Black Widow
États-Unis, 2021
De Cate Shortland
Avec : David Harbour, Scarlett Johansson, Florence Pugh, Rachel Weisz
Photo : Gabriel Beristain
Musique : Lorne Balfe
Durée : 2h13
Sortie : 07/07/2021
Natasha Romanoff, alias Black Widow, voit resurgir la part la plus sombre de son passé pour faire face à une redoutable conspiration liée à sa vie d’autrefois. Poursuivie par une force qui ne reculera devant rien pour l’abattre, Natasha doit renouer avec ses activités d’espionne et avec des liens qui furent brisés, bien avant qu’elle ne rejoigne les Avengers.
LES POUPÉES RUSSES
Il est devenu de plus en plus difficile d'espérer quoi que ce soit du Marvel Cinematic Universe après une série de films au mieux formulaïques, au pire complètement fades, dénués d'enjeux même lors de leurs giga-crossovers en deux parties. Après plus d'un de trêve, grâce au Covid, que pouvait-on attendre de ce spin-off préquelle tardif et, a priori, inutile pour lequel la firme est allée chercher Cate Shortland, réalisatrice de drame australien, comme double caution auteur et féministe? Les rumeurs affirment que la boîte ne choisit pas ses réalisateurs pour les scènes d'action, confiées à la deuxième équipe, et aussi dépossédant que cela puisse paraître, peut-être est-ce la meilleure chose qu'ils puissent faire, afin de réussir à incarner davantage leurs récits. Ainsi, Black Widow est le premier Marvel cherchant à raconter quelque chose depuis au moins 3 ans et le Black Panther de Ryan Coogler, mais en dépit de ces efforts louables, le film est un nouvel exemple du standard Marvel actuel, d'un gris générique désintéressé par tout challenge narratif.

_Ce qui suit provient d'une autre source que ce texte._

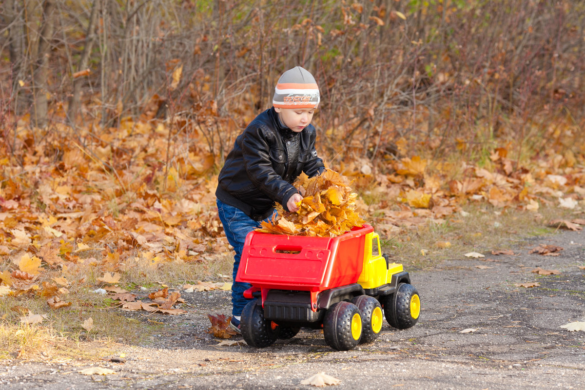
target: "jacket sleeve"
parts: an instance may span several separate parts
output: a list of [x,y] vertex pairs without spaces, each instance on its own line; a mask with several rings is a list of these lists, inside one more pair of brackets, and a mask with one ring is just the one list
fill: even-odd
[[317,156],[317,151],[315,149],[315,141],[316,139],[316,132],[314,127],[312,132],[309,133],[308,137],[308,145],[307,149],[309,150],[309,156],[307,160],[305,162],[302,170],[309,177],[312,177],[320,175],[325,170],[325,164],[323,160]]
[[288,211],[287,202],[298,191],[273,167],[270,146],[267,139],[271,136],[276,136],[270,130],[264,132],[260,126],[252,125],[248,126],[242,137],[241,145],[244,163],[250,181]]

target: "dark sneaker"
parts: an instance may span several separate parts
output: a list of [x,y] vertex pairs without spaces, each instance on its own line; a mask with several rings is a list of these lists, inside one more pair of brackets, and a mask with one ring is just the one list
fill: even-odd
[[240,329],[240,320],[236,319],[233,316],[229,321],[229,327],[234,332],[238,333],[238,334],[242,334],[242,330]]

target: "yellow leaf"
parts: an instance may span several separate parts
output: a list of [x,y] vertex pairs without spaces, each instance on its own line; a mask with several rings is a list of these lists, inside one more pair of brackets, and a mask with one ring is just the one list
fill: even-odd
[[399,175],[416,176],[424,174],[426,167],[426,160],[421,160],[421,157],[418,156],[415,156],[412,158],[405,157],[400,160],[396,172]]
[[417,209],[428,209],[431,202],[432,195],[430,194],[423,194],[416,190],[411,190],[407,192],[406,200],[408,205]]
[[91,367],[90,368],[84,368],[83,370],[79,370],[79,372],[80,374],[82,374],[84,375],[105,375],[108,374],[116,373],[116,371],[113,370],[110,370],[109,368],[102,368],[102,367]]
[[120,281],[120,274],[118,272],[104,272],[104,276],[101,278],[98,278],[98,280],[104,283],[118,283]]
[[171,82],[171,89],[174,89],[178,86],[181,81],[181,75],[183,74],[183,64],[173,72],[173,81]]
[[30,257],[26,253],[22,255],[20,261],[18,262],[18,268],[20,271],[28,272],[31,275],[37,275],[40,272],[40,259],[36,256]]
[[94,329],[94,319],[90,317],[81,324],[81,327],[82,327],[85,330],[90,332]]
[[338,385],[341,383],[341,381],[331,375],[328,375],[324,372],[315,374],[312,377],[301,381],[301,385],[311,385],[317,387],[322,387],[328,385]]
[[451,246],[451,243],[448,241],[438,241],[435,243],[435,246],[439,248],[449,248]]

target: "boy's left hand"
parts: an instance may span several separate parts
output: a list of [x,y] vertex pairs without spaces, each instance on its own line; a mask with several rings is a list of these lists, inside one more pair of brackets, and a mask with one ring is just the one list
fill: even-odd
[[300,203],[301,201],[302,201],[302,196],[300,194],[293,194],[287,202],[287,208],[288,209],[288,211],[293,213],[298,211],[299,208],[297,203]]

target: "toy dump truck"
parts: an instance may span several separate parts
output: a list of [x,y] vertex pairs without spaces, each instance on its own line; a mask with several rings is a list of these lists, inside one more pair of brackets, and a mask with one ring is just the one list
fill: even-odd
[[380,252],[368,225],[334,237],[248,234],[236,280],[252,285],[244,296],[241,330],[264,347],[294,337],[301,327],[322,328],[342,351],[378,337],[384,315],[400,329],[418,320],[421,301],[402,264]]

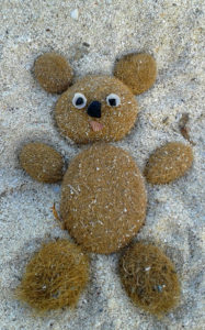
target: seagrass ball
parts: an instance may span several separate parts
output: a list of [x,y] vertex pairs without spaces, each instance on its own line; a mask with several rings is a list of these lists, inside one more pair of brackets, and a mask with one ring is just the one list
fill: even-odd
[[149,89],[156,81],[157,65],[149,54],[128,54],[116,62],[114,75],[127,85],[134,95]]
[[134,127],[137,101],[115,77],[87,76],[58,99],[56,123],[76,143],[118,141]]
[[67,240],[44,244],[26,266],[19,299],[38,312],[75,307],[89,280],[89,260]]
[[61,94],[72,80],[72,69],[66,58],[56,53],[45,53],[37,57],[34,74],[39,85],[48,92]]
[[144,174],[152,185],[169,184],[183,176],[192,163],[193,152],[190,145],[170,142],[150,155]]
[[44,143],[25,144],[20,152],[20,163],[23,169],[39,183],[53,184],[62,178],[61,155]]
[[70,163],[60,213],[84,250],[109,254],[128,244],[144,224],[146,190],[133,157],[119,147],[94,144]]
[[157,246],[135,243],[127,249],[119,274],[133,302],[150,314],[162,317],[179,301],[175,267]]

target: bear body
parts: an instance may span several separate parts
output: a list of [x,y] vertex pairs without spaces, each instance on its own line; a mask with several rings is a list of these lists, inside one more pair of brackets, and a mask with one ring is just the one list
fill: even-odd
[[[130,243],[144,224],[147,195],[145,179],[132,155],[107,142],[123,139],[134,127],[138,113],[135,95],[146,91],[155,82],[155,59],[148,54],[128,54],[116,63],[114,77],[87,76],[71,85],[73,73],[69,64],[62,56],[48,53],[37,58],[34,72],[46,91],[62,92],[55,107],[55,119],[60,133],[76,143],[93,145],[70,161],[65,174],[61,155],[43,143],[34,142],[23,146],[20,153],[21,165],[38,182],[56,183],[62,179],[60,217],[69,234],[82,249],[79,252],[81,256],[88,252],[117,252]],[[193,154],[189,145],[169,143],[150,157],[144,175],[151,184],[167,184],[184,175],[192,161]],[[76,250],[68,244],[71,250],[67,260],[76,260],[73,272],[68,267],[73,274],[73,286],[66,278],[60,278],[57,288],[52,285],[56,283],[58,274],[65,274],[65,266],[68,266],[58,263],[56,272],[50,270],[54,266],[55,251],[60,255],[67,249],[64,243],[64,249],[60,250],[60,244],[57,240],[52,254],[46,253],[46,249],[49,251],[49,243],[43,245],[29,263],[19,287],[20,299],[39,307],[38,309],[45,310],[45,306],[46,310],[71,306],[73,300],[77,304],[77,297],[88,283],[89,262],[86,257],[84,279],[80,278],[77,286],[76,274],[82,270],[77,257],[80,248]],[[134,304],[152,314],[162,315],[175,306],[179,297],[180,285],[174,266],[157,248],[146,248],[146,244],[140,243],[138,253],[137,246],[139,245],[134,244],[121,258],[122,282]],[[140,256],[140,263],[137,255]],[[30,276],[33,274],[33,264],[35,272],[41,274],[39,277]],[[168,266],[171,276],[167,276],[166,280],[168,287],[172,288],[169,289],[169,304],[164,300],[168,289],[162,283]],[[150,272],[150,276],[146,273],[147,279],[141,282],[144,272],[151,267],[153,273]],[[155,270],[158,270],[157,275]],[[45,278],[50,284],[46,298],[43,285]],[[69,283],[66,288],[65,283]],[[135,285],[136,283],[139,285]],[[69,301],[69,295],[69,295],[76,290],[72,300]],[[144,293],[146,301],[141,300]],[[61,299],[64,296],[65,301]],[[160,306],[157,306],[158,300]]]

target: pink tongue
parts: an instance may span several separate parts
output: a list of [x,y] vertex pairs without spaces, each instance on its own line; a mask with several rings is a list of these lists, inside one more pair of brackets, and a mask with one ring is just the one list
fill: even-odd
[[94,132],[99,132],[103,129],[103,124],[98,121],[90,121],[90,125]]

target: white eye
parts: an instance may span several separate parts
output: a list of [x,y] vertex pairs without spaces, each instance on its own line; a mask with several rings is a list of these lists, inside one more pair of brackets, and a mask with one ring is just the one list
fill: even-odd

L'ouverture du film est étonnamment réussie. Non seulement parce que la scène d'action est plutôt cool mais surtout parce que cette introduction arrive à surprendre en ancrant le récit dans un drame humain d'emblée. Le film ne se contente pas d'évoquer le passé de Natasha Romanov, il nous présente carrément sa famille, dont chaque membre possède un rôle majeur. Très vite par ailleurs, Florence Pugh confirme son talent en volant la vedette à Scarlett Johansson dans le rôle de sa sœur et Widow elle-même (un spin-off autour de son personnage est évidemment construit durant tout le film) mais au-delà de sa prestation, c'est son personnage qui est plus intéressant. Le film développe une trame pertinente autour du mensonge, de l'adoption et de la famille mais l'arc de Yelena est précipité, mené à terme en deux coups de cuillère à pot. Parce qu'elle n'est pas (encore) le personnage qui donne son nom au film mais aussi parce que Marvel est toujours aussi frileux quand il s'agit de laisser le gravitas et les thèmes prendre le devant de la scène.
Au même titre, l'intrigue se targue d'une métaphore à peine voilée sur le trafic sexuel dans la caractérisation du méchant, faisant du combat de ces héroïnes d'un film solo féminin - seulement le deuxième de la compagnie après le calamiteux Captain MarveL - une lutte contre l'exploitation pérennisée des femmes. Un sujet porteur qui aurait eu davantage d'impact si l'écriture ne l'amoindrissait pas avec ses raccourcis éhontés. En effet, le McGuffin du film sert à plusieurs reprises de joker permettant aux scénaristes de se faciliter la vie, tout d'abord une béquille pour faire progresser l'intrigue quand c'est nécessaire mais surtout, sur la fin, pour éviter tout questionnement moral alors que le film se veut une quête de rédemption. En sacrifiant ses pistes thématiques au profit d'un actioner fonctionnel, Black Widow ne peut être qu'un Marvel de plus, regardable pour une ou deux scènes d'action, quand elles ne sont pas confuses.